Updated: September 07, 2021 11:46 PM
Created: September 07, 2021 11:45 PM
On this first day of classes, 15 buses for Stillwater Area Public Schools sat idle with no drivers.
"It's Tuesday, and we are now trying to scramble, trying to figure out how to get our kids to school,” says Jorlene Leslie, from Stillwater. “I’m a single mom. I will have to transport two kids to two different schools: one in high school and one in middle school.”
Leslie, a certified nurse assistant, is working to arrange transportation for her 12-year-old daughter, Tiana, and her son, Talon, who’s 14.
“It's very frustrating,” Leslie says. “I'm a CNA, so I don't have a choice to just pick my schedules, when I want to come in, when I leave."
Leslie was among the parents who received an email last Friday from Superintendent Malinda Landsfeldt, saying "the transportation vendor has been unable to find drivers for the number of bus routes.”
In the email, Landsfeldt said affected parents will need to find alternative transportation for "the foreseeable future."
But the superintendent told school board members during an emergency session Tuesday night that she had some news.
"Yesterday we were notified that seven of the unfilled routes would be covered and 15 routes would not be covered today,” Landsfeldt said. “There’s no quick fix or easy answer.”
During that session, board members heard about possible ideas.
“[We] looked at possibly using vans,” explained Mark Drommerhausen, the district’s director of operations. “We’ve looked at coach buses, charter buses, reached out to other vendors. At this time, we have not been successful at that.”
Landsfeldt says the first priority is busing for children who live two miles or more from school, special education students, and those from who are required by law to have transportation.
She says other ideas include rerouting buses and trying expanded bus hubs, where a bus might make one stop in a neighborhood, instead of six or seven.
That might mean more walking for some students, but it also means routes can be completed more quickly, allowing for a second round of pickup for a school.
"Rerouting will begin immediately and take effect in the next two weeks,” Landsfeldt told the board. “Families will be notified of the changes in their service. The hope is to get back to regular bus service as quickly as possible.”
District officials are also discussing the possibility of reimbursement for parents who give their kids rides to and from school.
One potential option could be a 56-cents-a-mile compensation.
Landsfeldt noted the district is now in litigation with its bus carrier, Metropolitan Transportation Network.

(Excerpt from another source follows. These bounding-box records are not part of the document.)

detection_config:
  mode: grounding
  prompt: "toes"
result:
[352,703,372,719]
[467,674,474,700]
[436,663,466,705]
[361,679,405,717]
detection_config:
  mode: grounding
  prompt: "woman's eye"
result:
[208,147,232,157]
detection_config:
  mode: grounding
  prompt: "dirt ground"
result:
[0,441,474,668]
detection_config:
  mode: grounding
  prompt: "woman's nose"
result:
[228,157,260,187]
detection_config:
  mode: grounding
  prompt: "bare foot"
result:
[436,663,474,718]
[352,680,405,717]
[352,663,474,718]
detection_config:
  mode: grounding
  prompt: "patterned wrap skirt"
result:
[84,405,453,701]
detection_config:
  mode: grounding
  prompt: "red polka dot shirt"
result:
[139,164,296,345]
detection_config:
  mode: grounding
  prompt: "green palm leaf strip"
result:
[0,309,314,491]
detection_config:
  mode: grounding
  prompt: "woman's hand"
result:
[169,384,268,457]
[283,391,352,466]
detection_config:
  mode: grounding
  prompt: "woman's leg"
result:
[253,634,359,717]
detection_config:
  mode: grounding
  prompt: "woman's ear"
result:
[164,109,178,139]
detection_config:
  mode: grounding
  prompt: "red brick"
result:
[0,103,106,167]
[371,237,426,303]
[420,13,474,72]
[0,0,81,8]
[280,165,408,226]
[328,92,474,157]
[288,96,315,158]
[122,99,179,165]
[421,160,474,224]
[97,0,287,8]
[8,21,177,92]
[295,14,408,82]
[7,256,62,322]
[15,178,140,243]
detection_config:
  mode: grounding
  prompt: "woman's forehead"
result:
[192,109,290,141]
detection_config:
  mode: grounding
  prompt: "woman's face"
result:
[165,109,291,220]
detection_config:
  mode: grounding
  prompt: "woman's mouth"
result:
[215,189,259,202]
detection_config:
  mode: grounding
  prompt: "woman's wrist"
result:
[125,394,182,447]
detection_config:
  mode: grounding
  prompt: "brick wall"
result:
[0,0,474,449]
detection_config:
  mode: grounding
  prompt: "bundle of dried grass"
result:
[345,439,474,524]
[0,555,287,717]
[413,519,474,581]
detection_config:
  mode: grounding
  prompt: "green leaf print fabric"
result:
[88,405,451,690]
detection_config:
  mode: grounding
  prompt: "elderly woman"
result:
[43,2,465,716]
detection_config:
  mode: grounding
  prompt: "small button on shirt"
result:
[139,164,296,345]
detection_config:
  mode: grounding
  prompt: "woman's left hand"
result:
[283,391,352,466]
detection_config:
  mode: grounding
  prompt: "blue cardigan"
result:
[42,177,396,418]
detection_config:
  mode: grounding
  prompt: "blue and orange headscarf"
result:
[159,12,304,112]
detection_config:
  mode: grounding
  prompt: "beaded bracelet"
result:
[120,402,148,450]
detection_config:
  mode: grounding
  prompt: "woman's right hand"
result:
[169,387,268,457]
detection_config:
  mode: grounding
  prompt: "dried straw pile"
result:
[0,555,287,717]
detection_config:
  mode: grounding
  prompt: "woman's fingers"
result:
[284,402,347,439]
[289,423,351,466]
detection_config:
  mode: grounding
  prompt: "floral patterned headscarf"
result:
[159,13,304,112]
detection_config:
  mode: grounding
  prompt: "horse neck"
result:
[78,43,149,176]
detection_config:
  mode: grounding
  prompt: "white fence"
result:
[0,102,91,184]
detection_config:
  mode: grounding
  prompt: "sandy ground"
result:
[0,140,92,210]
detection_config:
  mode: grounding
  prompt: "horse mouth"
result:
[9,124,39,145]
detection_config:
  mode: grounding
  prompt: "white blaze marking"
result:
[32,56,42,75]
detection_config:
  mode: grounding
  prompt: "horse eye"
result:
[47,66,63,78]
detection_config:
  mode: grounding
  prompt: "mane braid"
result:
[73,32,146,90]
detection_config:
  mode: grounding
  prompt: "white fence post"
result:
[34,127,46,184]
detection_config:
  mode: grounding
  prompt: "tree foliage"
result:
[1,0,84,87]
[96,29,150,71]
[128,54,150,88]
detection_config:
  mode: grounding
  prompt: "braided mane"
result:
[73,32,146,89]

Last Friday the district filed a lawsuit against Metropolitan for alleged breach of contract, saying school officials first learned about the driver shortage in an email sent Wednesday.
On Monday, Metropolitan released a statement,which says in part:
“A significant driver shortage across the country is creating challenges for all schools. We were working diligently with the Stillwater School District until last week to try to find solutions to ensure all students had safe and reliable transportation. We will continue to do everything we can to ensure we are covering as many routes as possible and do our part to help alleviate the concerns and uncertainty of the families in the district.”
Drommerhausen says if people are interested in driving for the district, they should reach out.
“If people reach out to us and want to drive a bus, we will definitely get them signed up and go through the licensing requirement they have to do,” he said.
“We do not have an end time, but we’re hopeful that it can be,” Landsfeldt added. “But unfortunately, we don’t know when this is going to end.”
The superintendent says she hope to have some specific answers in the next week or two.
Leslie is hoping something can be arranged to get kids back on the buses.
"It upsets everything,” she says. “It makes it a mess. They don't know when they're coming, they don't know when they're going. Routine is nice, and our kids need that right now.”